Where is all of this taking us? Are we about to create a Frankenstein monster? Is AI destined to become sentient and even more so than ourselves?

I’m not there yet. Sentient shouldn’t be used lightly. It deals with sensory apprehension. It can be argued that some animals have this capacity.

AI, however, remains a logic construct. While it can assess our syllogistic reasoning for its fallacies, it can’t attribute emotion, the collective consequence of sensory interchange via a robust neural network, to its surveillance.

But that doesn’t dissipate the threat that AI may ultimately become too damn smart for our own good! Isaac Asimov posed the threat acutely in his 1956 short story, The Last Question, with humans creating Multilac, a super intelligent machine that ultimately subverts human control and subsumes every aspect of existence.

The creation of maverick Elon Musk’s OpenAI GPT-3 is getting a lot of hype as the best we’ve seen imitating human intelligence, if not the largest artificial neural network ever created. This is the third version to date.

Educators are in consternation over ChatGPT, an artificial intelligence bot offshoot of GPT-3, released in November 2022, with already more than a million users and currently free. ChatGPT exhibits extraordinary finesse at mirroring creative capacities of our finest human minds, despite infinitely lacking the human brain’s 100 trillion-plus synapses. Feed a few inquiries into the topic box and it spews out answers, can write an essay, summarize a report, translate languages, even compose a poem—all in seconds.

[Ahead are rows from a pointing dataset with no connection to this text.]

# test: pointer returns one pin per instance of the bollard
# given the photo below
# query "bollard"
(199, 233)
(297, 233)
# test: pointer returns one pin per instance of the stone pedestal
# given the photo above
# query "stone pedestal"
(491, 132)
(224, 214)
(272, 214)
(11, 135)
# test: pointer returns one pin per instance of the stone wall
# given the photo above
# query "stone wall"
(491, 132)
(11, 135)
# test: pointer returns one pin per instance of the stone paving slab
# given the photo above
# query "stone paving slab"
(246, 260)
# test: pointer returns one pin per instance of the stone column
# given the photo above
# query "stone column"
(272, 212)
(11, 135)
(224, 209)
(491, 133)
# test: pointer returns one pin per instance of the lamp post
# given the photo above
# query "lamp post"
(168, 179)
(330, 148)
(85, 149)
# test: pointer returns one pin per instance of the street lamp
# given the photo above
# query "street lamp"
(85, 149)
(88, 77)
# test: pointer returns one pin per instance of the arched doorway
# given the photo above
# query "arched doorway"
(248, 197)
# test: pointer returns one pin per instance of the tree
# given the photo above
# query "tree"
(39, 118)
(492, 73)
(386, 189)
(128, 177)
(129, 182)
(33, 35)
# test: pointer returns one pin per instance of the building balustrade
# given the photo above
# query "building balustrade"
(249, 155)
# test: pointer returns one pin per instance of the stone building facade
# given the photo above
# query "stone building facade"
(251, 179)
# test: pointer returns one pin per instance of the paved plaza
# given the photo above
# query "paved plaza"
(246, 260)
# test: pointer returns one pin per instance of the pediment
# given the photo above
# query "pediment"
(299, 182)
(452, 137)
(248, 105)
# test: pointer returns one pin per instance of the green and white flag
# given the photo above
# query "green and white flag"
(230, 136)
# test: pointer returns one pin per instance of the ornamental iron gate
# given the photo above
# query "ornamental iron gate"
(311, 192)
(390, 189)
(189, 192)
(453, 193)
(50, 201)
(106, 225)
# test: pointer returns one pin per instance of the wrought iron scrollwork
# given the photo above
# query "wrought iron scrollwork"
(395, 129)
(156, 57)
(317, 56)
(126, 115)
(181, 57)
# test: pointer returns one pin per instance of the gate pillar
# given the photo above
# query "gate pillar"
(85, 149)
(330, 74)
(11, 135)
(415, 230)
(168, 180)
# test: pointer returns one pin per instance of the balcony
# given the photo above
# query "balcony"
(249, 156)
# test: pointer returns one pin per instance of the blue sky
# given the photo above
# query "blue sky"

If English teachers thought Cliff Notes a bane, God help them now. As for universities, the academic integrity of your traditional thesis and dissertation is at stake. It isn’t a perfect technology. It can give silly results, but it may get better.

The bottomline is that if sentient machines are ultimately coming our way, it behooves us to inaugurate an ethical framework for their governance. As Yuval Harari warns, “Netflix tells us what to watch and Amazon tells us what to buy. Eventually within 10 or 20 or 30 years such algorithms could also tell you what to study at college and where to work and whom to marry and even whom to vote for.”

Meanwhile, high tech continues promoting machine learning to enhance profitability over public welfare. It’s a brave new world!